L’intermediario finanziario non risponde dell’illecito del promotore se estraneo al rapporto

Cass., 4 marzo 2014, Sez. III, n. 5020 (leggi la sentenza per esteso)

Con sentenza n. 5020 del 4-03-2014 la Corte di Cassazione si è pronunciata in punto di responsabilità dell’intermediario finanziario per i danni imputabili ai promotori finanziari, escludendo la responsabilità del preponente per il fatto del preposto, avendo quest’ultimo effettuato due operazioni di prelievo non autorizzate.

La controversia aveva ad oggetto la richiesta di condanna – anche della banca – al risarcimento della provvista illecitamente distratta dal promotore, al quale erano stati comunicati dal cliente i codici dell’home banking.

Si è osservato che sebbene il disposto di cui all’art. 5, comma 4, della legge n. 1 del 1991 e l’art. 31, comma 3, del T.U.F. non circoscrive la responsabilità solidale del preponente alle ipotesi di investimento finanziario, postula tuttavia un nesso tra il danno e l’esercizio delle mansioni affidate al promotore finanziario.

Il nesso di causalità cui fa riferimento la norma citata è stato inquadrato dalla giurisprudenza come “occasionalità necessaria” (Cfr. Cass. n. 1741/2011).

La Corte adita ha rilevato che: “(…) perché sussista la responsabilità del preponente, è necessario (e sufficiente) che le attività svolte dal preposto abbiano determinato semplicemente una situazione tale da rendere possibile o comunque avere agevolato il comportamento produttivo del danno, a nulla rilevando che tale comportamento abbia esorbitato il limite delle mansioni o incombenze affidate o addirittura abbia integrato un’ipotesi di reato”.

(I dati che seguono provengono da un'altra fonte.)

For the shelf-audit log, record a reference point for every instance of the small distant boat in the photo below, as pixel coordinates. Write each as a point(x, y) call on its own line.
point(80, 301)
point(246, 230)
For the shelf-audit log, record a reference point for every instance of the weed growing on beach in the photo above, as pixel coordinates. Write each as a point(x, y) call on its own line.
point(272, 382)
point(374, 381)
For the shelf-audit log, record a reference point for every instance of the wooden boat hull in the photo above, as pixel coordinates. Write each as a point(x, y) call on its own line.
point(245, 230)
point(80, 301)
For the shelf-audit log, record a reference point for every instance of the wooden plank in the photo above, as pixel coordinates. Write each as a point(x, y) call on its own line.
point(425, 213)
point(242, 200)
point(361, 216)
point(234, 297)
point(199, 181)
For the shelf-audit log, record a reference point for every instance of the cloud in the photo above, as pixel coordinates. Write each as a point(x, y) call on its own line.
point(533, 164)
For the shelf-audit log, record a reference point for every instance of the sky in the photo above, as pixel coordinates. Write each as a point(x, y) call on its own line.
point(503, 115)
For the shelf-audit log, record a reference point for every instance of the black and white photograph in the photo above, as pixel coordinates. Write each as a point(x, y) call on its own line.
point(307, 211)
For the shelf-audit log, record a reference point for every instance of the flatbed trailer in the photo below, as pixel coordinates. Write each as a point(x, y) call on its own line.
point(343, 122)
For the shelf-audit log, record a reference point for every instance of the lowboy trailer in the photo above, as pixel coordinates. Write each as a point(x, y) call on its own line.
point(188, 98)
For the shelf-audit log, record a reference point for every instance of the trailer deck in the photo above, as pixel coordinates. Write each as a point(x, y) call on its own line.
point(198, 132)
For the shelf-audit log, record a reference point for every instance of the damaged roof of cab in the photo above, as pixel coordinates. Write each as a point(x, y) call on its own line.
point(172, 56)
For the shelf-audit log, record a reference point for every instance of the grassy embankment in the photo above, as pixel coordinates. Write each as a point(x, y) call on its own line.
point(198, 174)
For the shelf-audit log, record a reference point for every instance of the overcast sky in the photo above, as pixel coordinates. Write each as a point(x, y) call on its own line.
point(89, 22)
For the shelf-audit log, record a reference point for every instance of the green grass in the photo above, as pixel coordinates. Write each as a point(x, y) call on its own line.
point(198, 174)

In considerazione di ciò, è stata esclusa la responsabilità indiretta dell’intermediario, non configurandosi nel caso di specie quell'”occasionalità necessaria” utile a configurare la responsabilità indiretta dell’intermediario, avendo il cliente comunicato al promotore i codici personali dell’home banking per ragioni non riconducibili al compimento di operazioni finanziarie. La condotta del cliente determina dunque l’impossibilità di considerare il fatto illecito dipendente dalle mansioni affidate al preposto e ad un esorbito delle stesse, con conseguente esonero dell’intermediario finanziario.